В книге исторические изыскания и биографические выкладки сочетаются с литературоведческим и культурологическим анализом. Мне хотелось, чтобы при этом книга читалась как документальный роман о войне и Катастрофе, о невероятно сложной судьбе еврея-поэта-солдата, о поэзии и правде в условиях тоталитаризма.

Тихонов, Пастернак, Асеев, Багрицкий, Сельвинский... В начале 1930-х эти имена и были «умом, честью и совестью» советской поэзии. Сельвинскому предложили возглавить Союз писателей СССР, но он отказался. Коснулись ли его сталинские репрессии середины 1930-х годов?
Да-да, вчитаемся в эти стихи Багрицкого 1927 года: «Нехристь или выкрест/ Над сухой травой, —/ Размахнулись вихри/ Пыльной булавой./ Вырваны ветрами/ Из бочаг пустых,/ Хлопают крылами/ Книжные листы;/ На враждебный Запад/ Рвутся по стерням:/ Тихонов, Сельвинский, Пастернак». Этим, по-моему, многое сказано — и про прекрасную советскую поэзию на пересечении путей искусства и идеологии, и про евреев в довоенной советской культуре. В словах Багрицкого — и некая высшая планка советского поэтического рекорда, и дамоклов меч эпохи.

На обложке новой книги Максима Д. Шраера «I SAW IT: Ilya Selvinsky and the Legacy of Bearing Witness to the Shoah» — Багеровский ров под Керчью. Декабрь 2011 г. Фото Максима Д. Шраера
На обложке новой книги Максима Д. Шраера «I SAW IT: Ilya Selvinsky and the Legacy of Bearing Witness to the Shoah» — Багеровский ров под Керчью. Декабрь 2011 г. Фото Максима Д. Шраера

По отношению к Сельвинскому, в конце 1920-х и 1930-е годы применялась классическая политика кнута и пряника. В 1928-м, после выхода непревзойденного «Пушторга», Платон Керженцев, тогдашний заместитель заведующего Управления пропаганды и агитации ЦК, заявил, что этот роман в стихах — заявка интеллигенции на власть. 

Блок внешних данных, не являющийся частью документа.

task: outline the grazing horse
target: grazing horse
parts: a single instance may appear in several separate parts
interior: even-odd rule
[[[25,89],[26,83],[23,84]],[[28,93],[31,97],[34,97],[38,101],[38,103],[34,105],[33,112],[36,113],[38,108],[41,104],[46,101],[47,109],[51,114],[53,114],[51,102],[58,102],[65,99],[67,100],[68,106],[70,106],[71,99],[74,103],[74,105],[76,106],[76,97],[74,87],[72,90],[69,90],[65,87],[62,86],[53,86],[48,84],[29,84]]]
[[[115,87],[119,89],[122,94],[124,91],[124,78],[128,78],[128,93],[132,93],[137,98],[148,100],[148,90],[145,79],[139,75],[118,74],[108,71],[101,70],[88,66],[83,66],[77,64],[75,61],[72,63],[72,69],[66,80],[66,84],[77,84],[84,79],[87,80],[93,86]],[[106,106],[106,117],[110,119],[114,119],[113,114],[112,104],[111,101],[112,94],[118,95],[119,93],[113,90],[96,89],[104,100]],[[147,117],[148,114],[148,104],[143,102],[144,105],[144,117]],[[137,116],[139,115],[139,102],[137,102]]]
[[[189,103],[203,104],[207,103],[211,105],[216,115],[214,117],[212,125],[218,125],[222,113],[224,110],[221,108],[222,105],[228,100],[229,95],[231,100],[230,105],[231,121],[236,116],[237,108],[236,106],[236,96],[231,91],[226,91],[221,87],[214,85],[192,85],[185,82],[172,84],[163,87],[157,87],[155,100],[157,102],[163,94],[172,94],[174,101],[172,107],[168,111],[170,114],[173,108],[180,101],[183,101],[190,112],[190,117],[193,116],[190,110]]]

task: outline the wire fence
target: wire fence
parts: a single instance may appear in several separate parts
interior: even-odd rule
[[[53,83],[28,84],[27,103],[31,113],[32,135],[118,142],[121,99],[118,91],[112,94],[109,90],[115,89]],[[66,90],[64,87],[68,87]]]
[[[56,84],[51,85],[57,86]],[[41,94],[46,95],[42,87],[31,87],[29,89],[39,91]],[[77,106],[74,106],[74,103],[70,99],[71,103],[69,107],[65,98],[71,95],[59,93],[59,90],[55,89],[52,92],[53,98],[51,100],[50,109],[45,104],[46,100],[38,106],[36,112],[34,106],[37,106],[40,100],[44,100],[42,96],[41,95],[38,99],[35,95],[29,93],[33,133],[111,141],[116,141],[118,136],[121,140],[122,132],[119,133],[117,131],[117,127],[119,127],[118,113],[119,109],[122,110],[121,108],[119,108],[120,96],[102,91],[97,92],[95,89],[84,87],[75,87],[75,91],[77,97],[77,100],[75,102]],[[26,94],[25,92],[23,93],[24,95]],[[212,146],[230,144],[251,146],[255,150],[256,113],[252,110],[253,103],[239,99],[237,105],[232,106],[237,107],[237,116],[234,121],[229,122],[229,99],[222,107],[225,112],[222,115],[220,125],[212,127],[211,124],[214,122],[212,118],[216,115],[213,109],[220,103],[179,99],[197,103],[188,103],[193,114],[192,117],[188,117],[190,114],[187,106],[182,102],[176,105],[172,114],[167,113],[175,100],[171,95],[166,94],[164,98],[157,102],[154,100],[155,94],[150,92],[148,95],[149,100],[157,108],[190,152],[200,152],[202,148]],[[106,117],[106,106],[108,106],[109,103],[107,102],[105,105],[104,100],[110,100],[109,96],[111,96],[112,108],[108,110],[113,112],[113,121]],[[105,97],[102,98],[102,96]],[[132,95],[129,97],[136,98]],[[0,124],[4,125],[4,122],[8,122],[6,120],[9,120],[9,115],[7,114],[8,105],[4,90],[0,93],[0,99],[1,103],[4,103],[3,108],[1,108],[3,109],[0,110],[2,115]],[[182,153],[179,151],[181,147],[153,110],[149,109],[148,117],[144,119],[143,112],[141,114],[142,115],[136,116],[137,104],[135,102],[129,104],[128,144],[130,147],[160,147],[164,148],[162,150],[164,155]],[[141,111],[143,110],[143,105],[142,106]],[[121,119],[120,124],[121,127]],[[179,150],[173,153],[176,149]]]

Началась травля Сельвинского. В дневнике поэта подробно описывается, как Керженцев вызвал его и предложил ему возглавить Союз Писателей. И репутацию, дескать, восстановим, и для «Пушторга» найдем формулу. Сельвинский хлопнул дверью и ушел. Таких вещей тоталитарный режим не забывает — даже если порой делает вид, что забывает. В ‘30-е годы против Сельвинского были выпущены сокрушительные партийные резолюции: 21 апреля 1937 — резолюция Политбюро против его пьесы «Умка — Белый Медведь», а 4 августа 1939 — резолюция Оргбюро о журнале «Октябрь» и стихах Сельвинского («антихудожественные и вредные»). 

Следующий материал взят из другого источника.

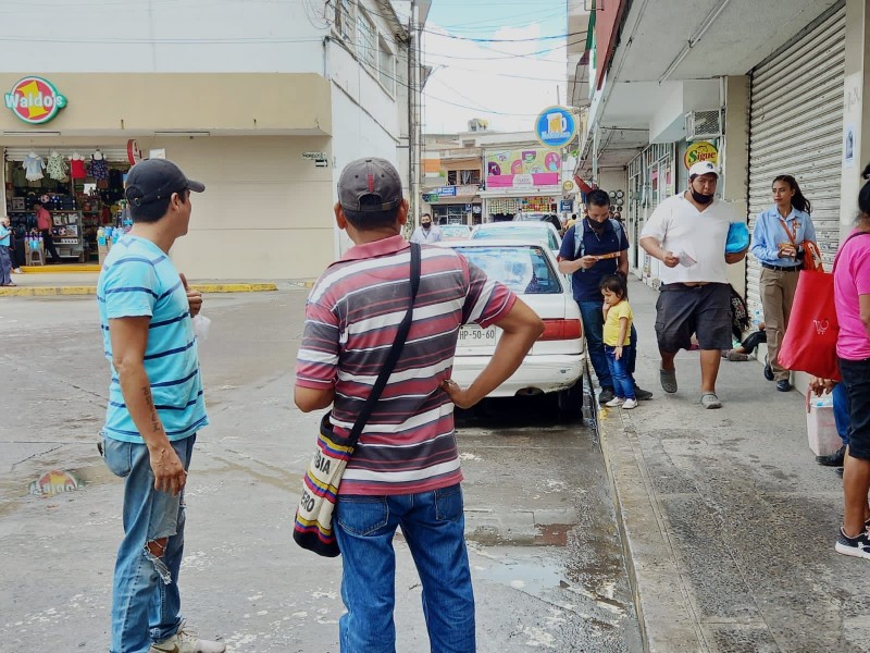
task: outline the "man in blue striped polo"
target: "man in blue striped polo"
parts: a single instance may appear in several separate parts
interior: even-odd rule
[[[183,491],[199,429],[209,423],[191,318],[202,297],[169,258],[187,233],[188,180],[171,161],[133,167],[133,227],[112,246],[97,285],[112,381],[103,428],[109,469],[124,479],[124,539],[112,590],[112,653],[223,653],[186,631],[178,569]]]

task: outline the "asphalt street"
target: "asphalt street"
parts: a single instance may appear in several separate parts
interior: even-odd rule
[[[290,539],[320,418],[290,399],[304,297],[206,297],[211,426],[181,584],[190,625],[231,651],[338,651],[340,563]],[[0,343],[0,652],[108,650],[122,485],[96,448],[109,382],[96,300],[4,298]],[[554,412],[511,399],[458,416],[477,650],[639,651],[595,433]],[[427,651],[400,535],[396,549],[397,650]]]

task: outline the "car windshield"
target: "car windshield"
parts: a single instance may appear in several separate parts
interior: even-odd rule
[[[464,224],[440,224],[442,236],[445,238],[468,238],[469,227]]]
[[[480,227],[471,236],[474,241],[537,241],[547,243],[550,249],[559,249],[556,236],[546,226],[511,224],[507,227]]]
[[[559,274],[547,255],[535,246],[457,247],[470,263],[489,279],[500,281],[522,295],[558,295],[562,292]]]

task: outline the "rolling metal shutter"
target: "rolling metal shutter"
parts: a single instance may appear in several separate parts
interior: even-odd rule
[[[794,175],[812,204],[826,270],[840,245],[845,23],[845,2],[840,2],[751,72],[749,230],[773,204],[773,177]],[[760,310],[761,264],[753,256],[747,261],[747,304],[750,311]]]

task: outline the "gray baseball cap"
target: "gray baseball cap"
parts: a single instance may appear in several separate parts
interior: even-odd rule
[[[173,193],[192,190],[202,193],[206,184],[188,180],[172,161],[145,159],[129,169],[124,197],[134,206],[141,206],[170,197]]]
[[[360,199],[369,195],[376,197],[380,204],[360,206]],[[398,207],[401,199],[401,178],[386,159],[357,159],[345,165],[338,177],[338,204],[343,209],[388,211]]]

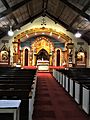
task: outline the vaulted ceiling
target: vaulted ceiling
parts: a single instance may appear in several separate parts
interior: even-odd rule
[[[0,0],[0,38],[13,30],[47,16],[72,33],[78,29],[90,44],[90,0]]]

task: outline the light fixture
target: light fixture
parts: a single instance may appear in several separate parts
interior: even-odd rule
[[[14,35],[14,32],[12,31],[12,26],[10,26],[10,30],[8,31],[8,35],[9,36],[13,36]]]

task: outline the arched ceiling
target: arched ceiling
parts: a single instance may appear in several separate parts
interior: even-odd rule
[[[13,30],[48,16],[72,33],[77,29],[90,44],[90,0],[0,0],[0,38]]]

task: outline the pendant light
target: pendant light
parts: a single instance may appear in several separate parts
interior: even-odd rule
[[[14,32],[12,31],[12,26],[10,26],[10,30],[8,31],[8,36],[13,36]]]

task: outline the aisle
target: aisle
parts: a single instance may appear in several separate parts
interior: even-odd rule
[[[89,120],[50,73],[38,73],[33,120]]]

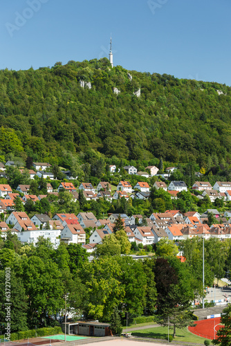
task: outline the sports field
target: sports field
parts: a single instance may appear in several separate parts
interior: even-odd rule
[[[65,335],[64,334],[57,334],[57,335],[52,335],[51,336],[43,336],[42,338],[44,339],[62,340],[64,341],[65,340]],[[66,335],[66,341],[75,341],[77,340],[87,339],[87,338],[89,338],[87,336],[77,336],[77,335]]]
[[[220,317],[196,321],[195,322],[196,327],[189,327],[188,329],[194,334],[212,340],[216,338],[216,331],[222,327],[220,321]]]

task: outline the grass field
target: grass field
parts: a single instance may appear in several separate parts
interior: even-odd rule
[[[172,335],[173,330],[169,329],[169,335]],[[137,330],[131,332],[131,335],[139,336],[140,338],[153,338],[156,339],[167,340],[167,327],[156,327],[147,329]],[[194,343],[203,344],[205,339],[200,338],[190,333],[187,328],[183,329],[176,329],[176,336],[175,341],[183,341],[185,343]]]

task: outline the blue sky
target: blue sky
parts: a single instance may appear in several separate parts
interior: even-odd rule
[[[231,86],[230,0],[1,1],[0,69],[108,57],[115,65]]]

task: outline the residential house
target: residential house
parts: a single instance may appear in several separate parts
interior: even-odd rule
[[[60,240],[67,244],[86,243],[86,233],[83,228],[79,225],[66,225],[61,231]]]
[[[96,224],[93,220],[82,220],[80,225],[84,229],[91,228],[93,230],[96,228]]]
[[[221,199],[221,195],[216,190],[205,190],[202,196],[208,196],[211,202],[214,202],[217,198]]]
[[[48,222],[49,222],[50,230],[62,230],[64,228],[62,223],[59,220],[49,220]]]
[[[130,243],[135,242],[136,237],[130,227],[126,227],[124,230]]]
[[[188,226],[182,228],[181,233],[185,240],[197,237],[197,233],[195,232],[194,229],[192,229]]]
[[[39,178],[42,177],[44,179],[46,179],[48,178],[50,180],[54,180],[54,174],[50,172],[37,171],[37,175]]]
[[[29,193],[30,186],[30,185],[19,185],[16,190],[24,194],[28,194]]]
[[[60,185],[58,187],[58,192],[59,192],[59,191],[64,190],[71,192],[72,191],[75,192],[76,188],[72,183],[60,183]]]
[[[154,243],[154,235],[151,227],[138,226],[133,230],[136,238],[142,241],[143,245],[151,245]]]
[[[12,189],[8,184],[0,184],[0,197],[6,197],[8,193],[12,193]]]
[[[167,173],[168,173],[169,174],[172,174],[172,173],[176,171],[176,170],[177,170],[176,167],[167,167],[165,170]]]
[[[119,215],[120,215],[121,219],[124,220],[125,225],[130,225],[131,220],[126,214],[111,214],[107,219],[109,220],[111,224],[114,224]]]
[[[12,199],[1,199],[1,203],[6,206],[6,210],[15,210],[15,203]]]
[[[187,217],[185,222],[188,225],[192,225],[194,228],[202,224],[196,217]]]
[[[140,224],[142,222],[142,216],[140,214],[131,215],[130,217],[131,225],[136,225],[136,219],[138,221],[138,224]]]
[[[106,199],[106,201],[109,201],[110,202],[111,202],[113,197],[111,195],[110,191],[99,191],[96,195],[96,198],[104,198]]]
[[[160,242],[162,239],[168,238],[167,234],[163,228],[158,228],[158,227],[152,227],[152,233],[154,235],[154,243],[156,244]]]
[[[92,191],[83,191],[83,195],[86,201],[96,201],[97,195]]]
[[[112,198],[114,199],[118,199],[118,198],[124,197],[124,199],[128,201],[129,196],[124,191],[115,191]]]
[[[2,162],[0,162],[0,171],[6,171],[6,167],[4,165],[4,163],[3,163]]]
[[[194,230],[198,237],[203,237],[205,239],[208,239],[210,237],[210,233],[205,225],[198,226]]]
[[[91,191],[95,193],[95,188],[93,187],[91,183],[81,183],[79,186],[79,190],[83,190],[84,191]]]
[[[187,185],[184,181],[171,181],[169,185],[168,190],[169,191],[178,191],[181,192],[181,191],[187,191]]]
[[[0,222],[0,230],[1,232],[6,232],[8,230],[10,230],[10,228],[8,225],[6,224],[6,222],[4,222],[3,221]]]
[[[178,191],[170,191],[168,190],[167,192],[171,195],[171,199],[178,199],[177,194]]]
[[[25,170],[19,170],[21,174],[23,174],[25,172]],[[36,175],[36,172],[35,172],[33,170],[27,170],[27,172],[30,176],[30,179],[33,179],[35,177],[35,175]]]
[[[110,234],[106,229],[95,230],[89,237],[89,244],[102,244],[104,237]]]
[[[157,174],[157,172],[159,170],[159,169],[156,166],[147,166],[145,167],[145,170],[149,170],[150,171],[151,176]]]
[[[36,245],[39,241],[39,237],[43,237],[46,239],[48,239],[54,246],[55,249],[57,249],[60,244],[60,240],[59,239],[60,236],[61,231],[59,230],[24,230],[24,231],[21,230],[17,233],[18,239],[23,244],[33,244]]]
[[[110,171],[110,173],[115,173],[115,172],[116,172],[115,165],[109,165],[109,171]]]
[[[185,212],[185,214],[184,214],[185,219],[187,217],[197,217],[197,219],[200,219],[201,215],[198,212]]]
[[[111,191],[111,184],[108,181],[100,181],[96,188],[98,192],[100,191],[100,190],[103,190],[104,191]]]
[[[48,168],[51,168],[52,165],[50,163],[46,162],[33,162],[32,165],[35,169],[36,171],[44,171]]]
[[[47,183],[46,184],[46,190],[48,193],[50,193],[53,192],[53,188],[50,183]]]
[[[53,217],[53,220],[59,220],[63,224],[64,221],[66,220],[77,220],[78,221],[78,218],[75,215],[75,214],[55,214],[55,215]]]
[[[9,225],[15,225],[17,221],[29,221],[30,218],[25,212],[12,212],[6,219],[6,222]]]
[[[206,212],[201,215],[201,219],[204,217],[207,217],[207,215],[212,212],[213,216],[216,219],[220,217],[220,213],[216,209],[207,209]]]
[[[64,174],[65,179],[67,180],[75,180],[75,176],[72,176],[72,173],[71,171],[62,171],[62,173]]]
[[[131,194],[132,186],[129,181],[120,181],[117,185],[116,190],[118,191],[124,191],[128,194]]]
[[[21,201],[22,201],[20,194],[17,193],[10,193],[10,194],[8,193],[5,197],[4,199],[12,199],[12,201],[15,201],[15,199],[17,197],[19,197]]]
[[[37,226],[38,228],[42,227],[42,228],[45,228],[47,223],[49,225],[49,221],[51,220],[50,217],[49,217],[46,214],[35,214],[30,220],[33,221],[34,225]]]
[[[96,217],[95,217],[94,214],[91,212],[79,212],[79,214],[77,215],[77,217],[79,220],[80,224],[81,224],[81,221],[83,220],[85,220],[85,221],[93,220],[93,221],[95,224],[97,222]]]
[[[156,188],[157,190],[163,189],[167,191],[167,185],[164,181],[155,181],[154,188]]]
[[[149,178],[149,174],[147,172],[138,172],[136,173],[136,175],[144,176],[145,178]]]
[[[219,192],[225,192],[227,190],[231,190],[231,183],[230,181],[216,181],[212,188]]]
[[[136,192],[134,194],[131,194],[131,197],[132,199],[133,198],[137,198],[138,199],[142,199],[142,200],[145,200],[145,199],[147,199],[150,196],[150,192],[141,192],[141,191],[138,191],[137,192]]]
[[[17,221],[14,226],[14,228],[19,232],[24,232],[24,230],[37,230],[36,226],[30,219],[28,220]]]
[[[149,192],[150,190],[150,186],[147,183],[143,181],[139,181],[136,183],[136,185],[133,187],[134,190],[140,190],[142,192]]]
[[[169,240],[183,240],[181,232],[183,225],[171,225],[165,228],[165,232]]]
[[[24,194],[24,196],[22,197],[22,200],[24,202],[27,202],[30,199],[33,202],[34,204],[37,201],[39,201],[39,199],[35,194]]]
[[[129,174],[136,174],[136,173],[137,173],[137,169],[134,166],[124,166],[124,170]]]
[[[192,188],[198,191],[203,191],[204,190],[212,190],[212,185],[209,181],[195,181]]]

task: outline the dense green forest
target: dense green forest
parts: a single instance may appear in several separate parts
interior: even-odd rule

От таких нокаутов сталинского аппарата немногим удавалось подняться на ноги, а Сельвинский всякий раз вставал. Сам поэт полагал — и я это слышал из уст его дочери Татьяны Сельвинской — что выжил из-за особого отношения к нему Сталина. В дневниках военных лет Сельвинский приводит высказывание Сталина о нем: «Сельвинский — талантлив. Почти гениален. Но проходит мимо души народа». Здесь, все же, не следует придавать слишком много значения таким обстоятельствам. Сельвинскому были присущи не только мощное дарование, не только большая личная храбрость, но и хуцпа, которая помогала ему выживать.

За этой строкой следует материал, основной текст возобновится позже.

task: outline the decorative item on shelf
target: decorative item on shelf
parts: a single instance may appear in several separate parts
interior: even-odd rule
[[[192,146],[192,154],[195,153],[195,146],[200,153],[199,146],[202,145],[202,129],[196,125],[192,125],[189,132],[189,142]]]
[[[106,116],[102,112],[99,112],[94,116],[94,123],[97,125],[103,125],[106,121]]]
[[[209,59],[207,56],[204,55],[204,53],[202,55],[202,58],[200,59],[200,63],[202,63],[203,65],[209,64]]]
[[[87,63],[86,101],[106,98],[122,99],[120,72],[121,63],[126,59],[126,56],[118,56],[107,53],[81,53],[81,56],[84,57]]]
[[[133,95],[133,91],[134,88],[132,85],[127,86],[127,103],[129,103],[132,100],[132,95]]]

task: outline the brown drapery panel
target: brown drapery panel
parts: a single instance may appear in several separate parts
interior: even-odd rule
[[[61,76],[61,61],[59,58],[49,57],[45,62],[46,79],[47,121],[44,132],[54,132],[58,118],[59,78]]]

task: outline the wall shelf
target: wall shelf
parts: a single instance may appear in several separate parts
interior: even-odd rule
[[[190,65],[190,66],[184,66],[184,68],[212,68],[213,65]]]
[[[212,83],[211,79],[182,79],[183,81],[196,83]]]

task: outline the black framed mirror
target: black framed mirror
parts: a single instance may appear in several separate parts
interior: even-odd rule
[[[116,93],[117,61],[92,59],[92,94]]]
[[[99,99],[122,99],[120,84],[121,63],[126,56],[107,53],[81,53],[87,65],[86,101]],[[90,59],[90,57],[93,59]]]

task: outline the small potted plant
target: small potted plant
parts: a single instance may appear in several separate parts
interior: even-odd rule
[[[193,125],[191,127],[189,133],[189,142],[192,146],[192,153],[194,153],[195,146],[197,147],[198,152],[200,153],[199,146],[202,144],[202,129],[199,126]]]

В предвоенные годы Сельвинский побывал в Берлине, написав затем несколько работ («Антисемитизм», «Еврейский вопрос»). В те годы СССР и гитлеровская Германия были в союзнических отношениях. Какова оказалась судьба текстов Сельвинского, посвященных еврейской теме, в связи с антисемитизмом нацистов в Германии? 
Это было еще до подписания пакта Молотова-Риббентропа. Побывав в нацистском Берлине в 1936, Сельвинский на скорую руку сочинил цикл антифашистских стихов-памфлетов, среди которых два, «Антисемиты» и «Еврейский вопрос», напрямую коснулись политики Третьего Рейха по отношению к евреям. В сатирическом стихотворении «Еврейский вопрос», одетый во все коричневое швейцар в берлинском кафе сначала заявляет: «никаких Гейне! / Гейне — еврей», а потом сам напевает-насвистывает строки Гейне. Эти берлинские стихи Сельвинского о нацизме и еврейском вопросе были, по всей видимости, впервые опубликованы лишь в 1956 году.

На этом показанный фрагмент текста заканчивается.